Monday, September 21, 2009

How Green Was My Weekend

There were four farmers’ markets over the weekend, and I worked two, New Hope and Uptown. Sam helped at Uptown. I’d asked if he would because I wanted to see if anybody at the cool-neighborhood market would be interested in my drawings. Selling Barsy’s Almonds is a constant performance, and I figured one of us could take care of business, while the other minded the art.

It turned out that only a handful of people checked out the drawings, and were entirely capable of flipping through the stack by themselves, so I could have handled themarket alone. It was nice to have Sam along, though, and he was a natural with the customers.

Sam opened his bucket of Mad Scientist India Pale Ale over the weekend, siphoning the brew out for the second fermentation. We had a little suspense when he tasted it. There’d been a little clumsiness with the yeast and the equipment sanitizer when he’d mixed the batch, and he said the beer might taste foul. It was great, though: not carbonated yet, but a nice combination of sweet and very bitter. Sam pointed out a faint floral note, and the slight sting from the alcohol. His first original recipe is a success. The used hops went back into the garden, via the compost pile, along with the yeast.

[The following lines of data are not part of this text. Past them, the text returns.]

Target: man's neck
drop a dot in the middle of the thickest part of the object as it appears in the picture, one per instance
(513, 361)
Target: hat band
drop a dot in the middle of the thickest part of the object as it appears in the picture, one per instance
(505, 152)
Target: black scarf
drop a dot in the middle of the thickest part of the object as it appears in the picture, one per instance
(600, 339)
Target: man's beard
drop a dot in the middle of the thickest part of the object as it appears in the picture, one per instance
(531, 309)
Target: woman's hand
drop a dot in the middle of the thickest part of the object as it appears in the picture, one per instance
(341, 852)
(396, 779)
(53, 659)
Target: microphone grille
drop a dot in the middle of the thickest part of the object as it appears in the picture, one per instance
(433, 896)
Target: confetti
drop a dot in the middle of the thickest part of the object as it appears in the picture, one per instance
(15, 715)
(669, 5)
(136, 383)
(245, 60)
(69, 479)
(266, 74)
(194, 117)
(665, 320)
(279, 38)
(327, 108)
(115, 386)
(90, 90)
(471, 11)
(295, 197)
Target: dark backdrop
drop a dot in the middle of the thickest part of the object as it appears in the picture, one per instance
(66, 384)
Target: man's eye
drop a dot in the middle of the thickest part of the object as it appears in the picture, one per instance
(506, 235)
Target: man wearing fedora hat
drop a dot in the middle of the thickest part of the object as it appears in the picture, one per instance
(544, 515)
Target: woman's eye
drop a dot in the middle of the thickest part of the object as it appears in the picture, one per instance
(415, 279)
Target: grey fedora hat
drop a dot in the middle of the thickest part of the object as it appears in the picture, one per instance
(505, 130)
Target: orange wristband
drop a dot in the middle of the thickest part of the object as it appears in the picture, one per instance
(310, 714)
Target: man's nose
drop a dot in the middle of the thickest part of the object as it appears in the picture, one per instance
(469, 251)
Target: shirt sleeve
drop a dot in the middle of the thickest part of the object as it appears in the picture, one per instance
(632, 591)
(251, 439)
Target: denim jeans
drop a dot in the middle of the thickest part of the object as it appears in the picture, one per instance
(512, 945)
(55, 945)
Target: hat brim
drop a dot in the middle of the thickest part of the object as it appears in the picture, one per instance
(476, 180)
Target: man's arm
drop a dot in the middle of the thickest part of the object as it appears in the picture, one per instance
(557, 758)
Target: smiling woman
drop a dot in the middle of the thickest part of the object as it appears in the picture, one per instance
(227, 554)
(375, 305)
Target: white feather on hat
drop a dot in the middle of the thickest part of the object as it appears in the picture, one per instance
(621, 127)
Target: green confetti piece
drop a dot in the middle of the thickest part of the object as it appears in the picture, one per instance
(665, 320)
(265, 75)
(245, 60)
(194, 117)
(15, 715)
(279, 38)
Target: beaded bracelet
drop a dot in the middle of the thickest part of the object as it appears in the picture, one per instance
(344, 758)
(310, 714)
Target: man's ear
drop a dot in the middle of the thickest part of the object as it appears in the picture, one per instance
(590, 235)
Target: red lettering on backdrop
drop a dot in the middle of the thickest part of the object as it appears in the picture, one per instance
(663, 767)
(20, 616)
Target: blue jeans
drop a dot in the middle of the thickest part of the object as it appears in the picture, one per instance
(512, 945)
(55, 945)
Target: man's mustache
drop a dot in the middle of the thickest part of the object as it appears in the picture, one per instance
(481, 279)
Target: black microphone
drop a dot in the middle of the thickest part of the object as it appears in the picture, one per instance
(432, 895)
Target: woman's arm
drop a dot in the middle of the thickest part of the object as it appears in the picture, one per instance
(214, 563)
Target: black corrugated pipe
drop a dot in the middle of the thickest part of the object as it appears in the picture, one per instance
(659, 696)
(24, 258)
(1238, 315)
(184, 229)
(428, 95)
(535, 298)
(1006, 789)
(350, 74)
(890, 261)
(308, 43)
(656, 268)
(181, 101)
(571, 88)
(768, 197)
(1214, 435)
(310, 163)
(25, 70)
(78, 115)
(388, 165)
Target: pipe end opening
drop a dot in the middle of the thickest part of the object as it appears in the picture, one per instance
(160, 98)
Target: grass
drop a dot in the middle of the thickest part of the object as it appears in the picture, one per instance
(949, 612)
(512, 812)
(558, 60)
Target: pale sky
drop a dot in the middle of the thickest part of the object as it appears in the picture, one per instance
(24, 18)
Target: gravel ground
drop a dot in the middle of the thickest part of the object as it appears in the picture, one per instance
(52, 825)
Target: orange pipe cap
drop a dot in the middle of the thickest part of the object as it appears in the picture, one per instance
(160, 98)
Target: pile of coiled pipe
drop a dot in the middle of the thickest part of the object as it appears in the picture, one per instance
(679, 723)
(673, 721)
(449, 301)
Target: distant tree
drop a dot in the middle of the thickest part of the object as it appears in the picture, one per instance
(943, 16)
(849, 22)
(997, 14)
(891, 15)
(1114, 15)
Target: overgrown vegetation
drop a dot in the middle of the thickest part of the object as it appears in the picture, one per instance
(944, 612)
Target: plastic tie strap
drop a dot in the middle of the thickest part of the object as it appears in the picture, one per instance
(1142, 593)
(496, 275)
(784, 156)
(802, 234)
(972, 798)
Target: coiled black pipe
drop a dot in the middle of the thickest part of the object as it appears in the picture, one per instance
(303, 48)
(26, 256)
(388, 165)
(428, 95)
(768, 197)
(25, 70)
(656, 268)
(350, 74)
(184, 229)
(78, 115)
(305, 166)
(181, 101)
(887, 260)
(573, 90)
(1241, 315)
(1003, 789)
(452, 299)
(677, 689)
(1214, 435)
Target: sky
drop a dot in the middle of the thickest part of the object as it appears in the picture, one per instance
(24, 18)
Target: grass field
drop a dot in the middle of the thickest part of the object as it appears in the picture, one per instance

Barbara talked to Scott, a forward thinker and another urban farmer and brewer, at the Kingfield Market on Sunday. A commercial brewing start-up, even for micro-brewing is prohibitively expensive. Scott has plans for small-scale mead production, and believes that can be done with a conceivable amount of capital.

Saturday, at New Hope, I talked to a Princeton farmer who was selling Haralson apples. Taking a hint from somebody who knows more than I do, we picked Haralsons when we got home. Now they get juiced or sliced and frozen.


MBR said...

Would like to taste the beer. How do you price your art work? I've got a few minutes right now, so will continue reading some of your posts. What kinds of comments are you hoping for on 8/28? (PS--was prompted to create a Google account which then allowed me to post).

Tom Roark said...

Sam kegs it, so you'd have to come to his Halloween party. He's using it to tempt his mother and me to come.

The art...whatever. At my show in April, drawings were between one and two hundred dollars, paintings, five or six. At the market, they were the same drawings, fifteen bucks. What I really want is to draw for print.

Dunno about The Rabbi. I thought you'd enjoy hearing about it.

Thanks for the comment. Hits, comments, links, all raise my profile.